In another instance, Fell says that although the ancient Phoenicians claimed that their raw materials came from Gaul, they really got them from North America, for which they used Gaul as a code name to deceive their commercial rivals.

In another place he argues that Basque sailors left their names on gravestones. However, New England farmers dragged all those alleged gravestones away from their original sites, thus explaining why no bones or other artifacts have ever been found with them.

Fell argues elsewhere that Phoenician voyagers populated their American colonies with Iberian workers whose "rude manner of life" accounts for the lack of sophisticated material objects at the sites he says they occupied. Nevertheless, these hypothesized, uncultured people supposedly learned to read and write the Phoenician language. Fell says the inscriptions they left prove this.

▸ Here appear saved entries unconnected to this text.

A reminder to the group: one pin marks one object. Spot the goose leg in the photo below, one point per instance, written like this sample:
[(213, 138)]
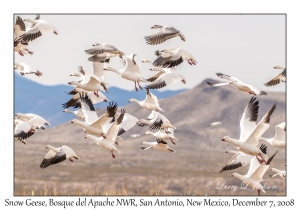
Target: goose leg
[(139, 85), (112, 154), (96, 93), (135, 87), (259, 160), (263, 159)]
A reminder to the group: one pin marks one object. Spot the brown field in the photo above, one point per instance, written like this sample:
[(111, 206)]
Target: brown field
[(199, 152)]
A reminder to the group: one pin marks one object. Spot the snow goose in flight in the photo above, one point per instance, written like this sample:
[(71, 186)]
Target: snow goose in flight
[(26, 69), (36, 120), (214, 124), (92, 84), (57, 155), (160, 145), (127, 123), (78, 112), (281, 77), (173, 57), (20, 29), (39, 28), (94, 124), (282, 174), (240, 159), (160, 134), (250, 133), (23, 130), (255, 174), (156, 121), (279, 139), (75, 100), (102, 52), (164, 33), (164, 78), (238, 84), (132, 71), (111, 135), (150, 102), (98, 69)]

These last examples bring up a very major objection to Barry Fell's theories. With so many mini-kingdoms all over the North American continent, with all those traders bustling about, and even mining settlements in many places, why is there no hard archeological evidence other than Fell's alleged inscriptions?

Archeologists came to accept that Vikings traveled to North America only after material evidence--artifacts such as tools and pottery--and settlement ruins were found in Nova Scotia. But Fell's book includes no hard archeological evidence that has not either been declared a fraud by professional archeologists, established as something other than what Fell says it is, or been considered in the context of a more plausible hypothesis than the one Fell constructs.

Several of Fell's decipherments are based on inscriptions that professional archeologists say are frauds. The most interesting is a tablet found by one Reverend Jacob Gass in an Indian burial mound in Davenport, Iowa in 1877. (Among other errors in Fell's discussion of the tablet, he says it was found in 1874.)

The Davenport tablet, which is one of the tablets discovered in the mound, is none other than the breakthrough Readers' Digest compared to the Rosetta Stone.

Effigy pipes in the form of elephants were found in other mounds nearby. Fell claims these are proof of contact with North African civilizations in ancient times.

The Davenport finds were immediately claimed by some to be frauds, and for several years a debate raged among archeologists all over the world. Science magazine carried letters both supporting and rejecting the authenticity of the tablets and the effigy pipes. Ultimately, investigations by officials of the Smithsonian Institution conclusively established that the tablets, and many other supposed artifacts, were frauds planted alongside authentic American Indian artifacts and skeletons of the Hopewell people.